Transit center on track
Mar. 15, 2000
Theodore Kim
Staff Writer



Construction on $40 million project to begin in July

After nearly a decade of public hearings, design changes and funding problems, the $40 million Silver Spring Transit Center is almost a reality.

County officials have targeted July 4 weekend to begin construction on the massive center, an essential component in Silver Spring's ongoing half-billion-dollar urban renewal.

The center, to be located at the corner of Wayne Avenue and Colesville Road, is slated for completion in 2003, said Project Manager Kassa Seyoum.

"I'm confident that we can have things ready and done on time," Seyoum said. "Right now, we're on target."

The three-floor station will house a handful of shops and eateries, as well as become a nexus for buses, taxis, carpools, biker/hiker trails, Metrorail, commuter rail and a shuttle to the University of Maryland at College Park.
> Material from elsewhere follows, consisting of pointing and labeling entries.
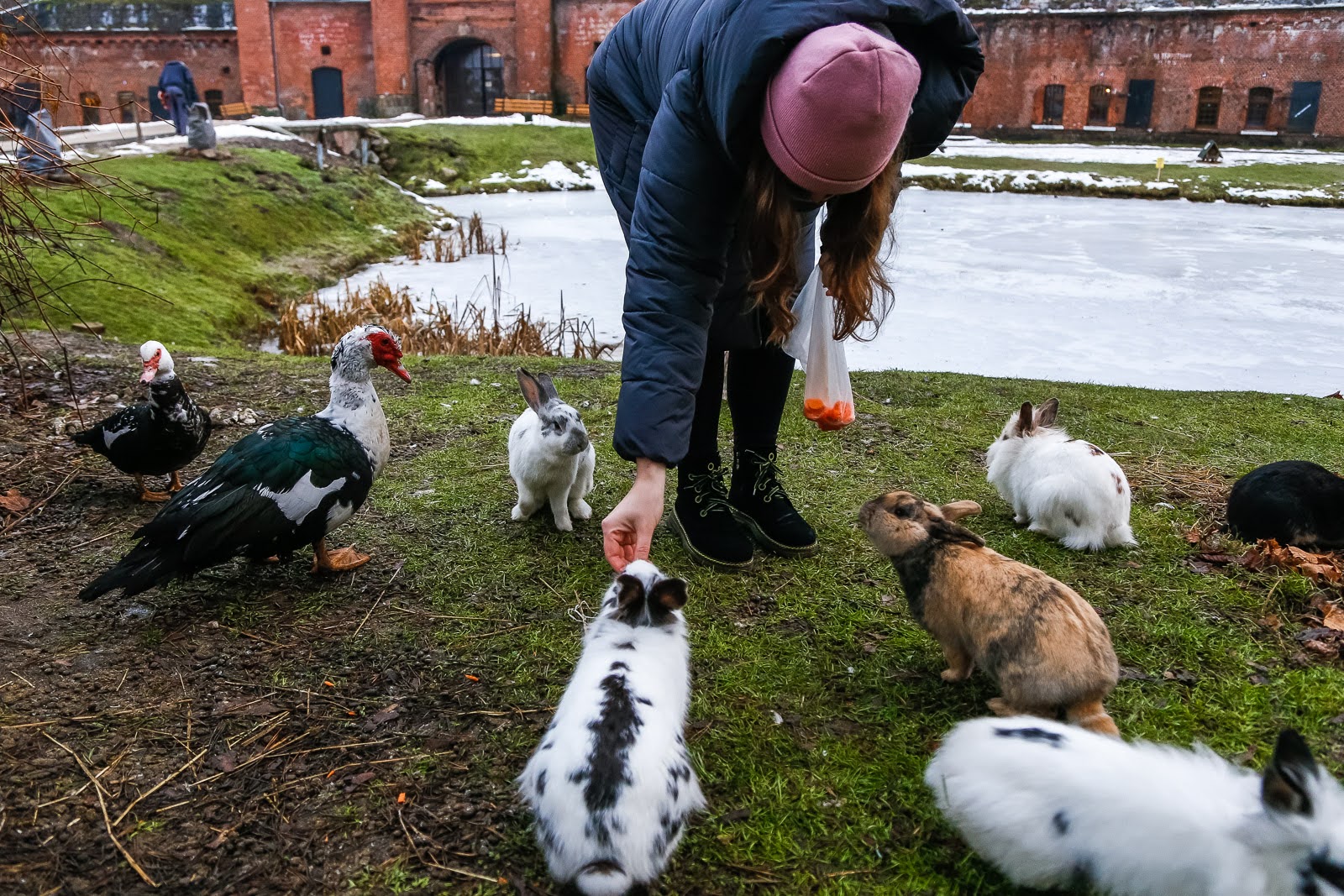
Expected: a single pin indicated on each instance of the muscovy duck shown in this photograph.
(156, 438)
(288, 484)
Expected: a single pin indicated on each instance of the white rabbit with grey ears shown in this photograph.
(550, 456)
(1054, 805)
(612, 783)
(1061, 486)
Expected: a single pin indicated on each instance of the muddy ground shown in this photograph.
(255, 734)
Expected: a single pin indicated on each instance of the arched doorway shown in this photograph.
(328, 93)
(470, 76)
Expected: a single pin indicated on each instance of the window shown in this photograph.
(92, 107)
(1139, 105)
(1053, 107)
(1099, 105)
(1257, 109)
(1210, 103)
(1303, 107)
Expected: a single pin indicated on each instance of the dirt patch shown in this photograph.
(250, 731)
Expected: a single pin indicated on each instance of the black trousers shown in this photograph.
(759, 387)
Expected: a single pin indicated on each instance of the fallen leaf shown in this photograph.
(383, 716)
(1180, 676)
(225, 761)
(1321, 649)
(13, 503)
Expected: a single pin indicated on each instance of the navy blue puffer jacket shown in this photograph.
(676, 92)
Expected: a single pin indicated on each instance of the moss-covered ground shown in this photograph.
(203, 251)
(816, 698)
(474, 152)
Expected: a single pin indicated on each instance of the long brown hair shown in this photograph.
(853, 234)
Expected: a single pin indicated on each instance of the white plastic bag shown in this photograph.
(827, 399)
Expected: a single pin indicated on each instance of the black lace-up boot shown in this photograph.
(705, 521)
(761, 506)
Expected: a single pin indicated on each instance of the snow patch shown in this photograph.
(1126, 155)
(555, 175)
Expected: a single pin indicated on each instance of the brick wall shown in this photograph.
(580, 26)
(129, 62)
(1180, 51)
(302, 31)
(436, 27)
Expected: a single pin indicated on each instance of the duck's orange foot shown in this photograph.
(338, 560)
(145, 495)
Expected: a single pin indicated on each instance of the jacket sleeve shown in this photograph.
(941, 38)
(679, 239)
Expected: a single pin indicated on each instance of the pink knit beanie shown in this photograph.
(837, 109)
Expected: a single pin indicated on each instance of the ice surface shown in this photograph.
(1166, 295)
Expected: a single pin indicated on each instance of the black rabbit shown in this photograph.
(1292, 501)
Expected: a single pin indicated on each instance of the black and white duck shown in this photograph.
(158, 438)
(286, 485)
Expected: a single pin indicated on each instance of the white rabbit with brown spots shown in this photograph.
(612, 785)
(1061, 486)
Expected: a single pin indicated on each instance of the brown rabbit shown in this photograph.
(1045, 645)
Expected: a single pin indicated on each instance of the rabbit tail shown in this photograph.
(604, 878)
(1092, 716)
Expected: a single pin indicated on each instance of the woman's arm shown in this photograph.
(628, 531)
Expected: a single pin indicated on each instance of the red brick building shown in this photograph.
(1269, 73)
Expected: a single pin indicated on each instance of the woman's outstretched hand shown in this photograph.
(628, 530)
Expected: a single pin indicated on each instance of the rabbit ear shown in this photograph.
(629, 591)
(531, 390)
(958, 510)
(549, 392)
(1046, 412)
(1288, 779)
(1023, 419)
(669, 594)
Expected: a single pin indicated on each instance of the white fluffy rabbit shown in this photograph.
(550, 456)
(1062, 486)
(612, 783)
(1054, 806)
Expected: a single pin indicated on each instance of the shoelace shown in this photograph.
(709, 490)
(766, 477)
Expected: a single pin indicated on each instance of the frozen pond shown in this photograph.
(1167, 295)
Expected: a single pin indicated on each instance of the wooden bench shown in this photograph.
(526, 107)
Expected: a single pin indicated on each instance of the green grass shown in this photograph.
(479, 150)
(835, 793)
(201, 251)
(1200, 183)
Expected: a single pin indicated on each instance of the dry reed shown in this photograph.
(312, 327)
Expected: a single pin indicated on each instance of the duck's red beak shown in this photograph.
(151, 369)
The center also will include state-of-the-art information kiosks, electronic displays and real-time schedules.

In July, workers will begin constructing new platforms for commuter rail passengers at the existing Silver Spring Metro station. Currently, riders on commuter trains arrive at a terminal in South Silver Spring.

Construction on the rest of the site will begin sometime next year, Seyoum said.

For years, residents and lawmakers have clamored for an expanded transit station in the downtown area.

The current Silver Spring bus and Metro station is the busiest transit facility in Maryland, state officials said.

More than 57,000 people use the terminal daily, according to recent state figures.

However, since the idea for an expanded station was first introduced by state officials years ago, its design has undergone frequent changes.

Instead of renovating the existing station, officials at the Maryland-National Capital Park and Planning Commission decided to transform the property into a local centerpiece, complete with stores and acres of public space.

The plan expanded further in 1998 when media firm Discovery Communications announced it was building its new $150 million headquarters directly across the street.

"It's a much better design now than when it started," said Dale Tibbitts, chairman of a local transportation board involved in planning the station.

Last December, after a grueling public hearing process, officials at Park and Planning approved designs for the center, paving the way for final engineering and preliminary construction to begin.

The feature of the project is a vast, three-tier promenade dubbed the "urban spine," which leads to shops, bus terminals and the Metrorail platform, according to architectural drawings from Park and Planning.

The path runs underneath a colossal crescent-shaped silver canopy.

In addition, a pedestrian bridge running above Wayne Avenue to Discovery will be built.

"We want [the station] to be a positive transit experience," said Francine Meyer, a local citizens board member who gave residential feedback on the design. "We're very pleased with the way it looks now."

As for expansion, the center will leave ample space for any additional bus and Metrorail routes, including future light-rail service from Silver Spring to Bethesda, Tibbitts said.

Meanwhile, project officials are currently in the process of choosing an architect to build the station, as well as whittling down which retail businesses will be housed in the station.